Research Project 4

Atmospheric Sources of PCB Congeners

The overall goal of Project 4 is to better understand the relationship between the observed concentrations in air and sources of airborne PCBs in ambient and indoor environments. Building on our understanding of PCBs and their breakdown products, our state-of-the-art analytical tools, environmental sampling expertise, and together with our knowledge in environmental modeling, we propose to:

  • Determine sources of airborne Aroclor and non-Aroclor congeners in Chicago air through a large air-sampling network that has collected 2593 samples since 2006.  Dr. Scott Spak explains the process and the results in a youtube video (click on image).
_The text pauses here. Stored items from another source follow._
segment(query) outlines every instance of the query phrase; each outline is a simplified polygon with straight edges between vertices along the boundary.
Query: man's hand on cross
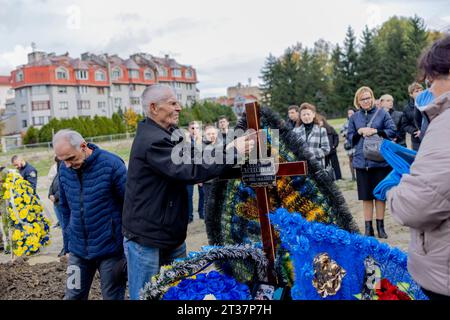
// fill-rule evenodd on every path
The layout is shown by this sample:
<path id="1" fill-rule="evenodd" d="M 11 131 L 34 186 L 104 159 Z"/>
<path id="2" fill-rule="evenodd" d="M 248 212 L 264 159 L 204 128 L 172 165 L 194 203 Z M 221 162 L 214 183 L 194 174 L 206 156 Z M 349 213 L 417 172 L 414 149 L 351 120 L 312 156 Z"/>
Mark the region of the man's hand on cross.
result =
<path id="1" fill-rule="evenodd" d="M 236 148 L 240 156 L 249 154 L 255 147 L 256 132 L 252 132 L 242 137 L 236 138 L 227 145 L 227 150 Z"/>

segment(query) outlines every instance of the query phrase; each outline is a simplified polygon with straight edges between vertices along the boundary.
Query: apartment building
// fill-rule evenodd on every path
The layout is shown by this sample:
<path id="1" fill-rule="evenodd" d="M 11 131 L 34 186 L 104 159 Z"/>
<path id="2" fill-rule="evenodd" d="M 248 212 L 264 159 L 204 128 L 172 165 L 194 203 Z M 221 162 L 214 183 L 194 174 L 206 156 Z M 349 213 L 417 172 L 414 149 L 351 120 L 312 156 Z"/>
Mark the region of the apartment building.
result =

  • Complete a collaboration with Environment and Climate Change Canada (ECCC) to examine the global applicability of a method for determining the sampling rates and effective volumes of passive samplers for collecting airborne PCBs.
  • diagram of PCBs emanating from New Bedford harbor Characterize release of airborne PCBs in the Indiana Harbor and Ship Canal (IHSC) in East Chicago, Indiana. In 2017, we simultaneously deployed passive air and water samplers in the IHSC. Air and water samples were retrieved ~ every 35 days. Project 4 also assisted with determining the amount of PCBs emanating from New Bedford Harbor, MA .
  • Identify the sources of PCB congeners in indoor air. In 2017, we reported results from the largest study yet of airborne PCBs in schools. We measured airborne PCBs in six schools, using paired air samplers located inside and outside. We found indoor concentrations to exceed outdoor concentrations for both PCB congeners and OH-PCBs. This study was the first report of OH-PCBs in any indoor environment, and only the
    second report in air. We confirmed that inhalation exposure to PCBs to be as large as the estimated exposure from diet, a finding that overturns a long-held perception about the routes of PCB exposure by children.
  • Determine the physical and chemical properties of PCB breakdown products. Project 4 requires the chemical properties of PCB breakdown compounds to predict their fate. This aim includes laboratory studies to determine the potential and rate that these compounds can be emitted.

As a result of the work described here, Project #4 will promote more scientifically sound and effective action to reduce human exposure to these potentially harmful compounds.

  • Project Leader: Keri C. Hornbuckle, PhD is a Professor and Chair of the Department of Civil & Environmental Engineering at the University of Iowa. Dr. Hornbuckle's research concerns the fate and transport of pollutants in the environment. She is particularly interested in persistent organic pollutants including PCBs and other legacy industrial pollutants, perfluorinated compounds related to the production of surface protectants, fragrances and other persistent chemicals in household products, and pollutants related to large-scale agriculture.
  • Dr. Andres Martinez, Research Scientist and Adjunct Professor in the College of Engineering, has nearly 10 years of scientific research experience, during which he has developed expertise in the areas of field sampling, development of analytical method and analysis of hydrophobic organic compounds in complex environmental matrices, environmental modeling, and data analysis. Distribution, transport, and fate of polychlorinated biphenyls (PCBs) in air, water and sediment/soil have been his main areas of interest.
  • Dr. Scott Spak, Assistant Professor in Urban and Regional Planning and Civil and Environmental Engineering, has more than 10 years of experience studying air pollution and climate in the Great Lakes region, including criteria air pollutants, air toxics, exposure and health impacts assessment using chemical transport and emissions modeling and chemical data assimilation of in situ and satellite observations.
  • Dr. Kai Wang is a Professor of Biostatistics in the College of Public Health at the University of Iowa.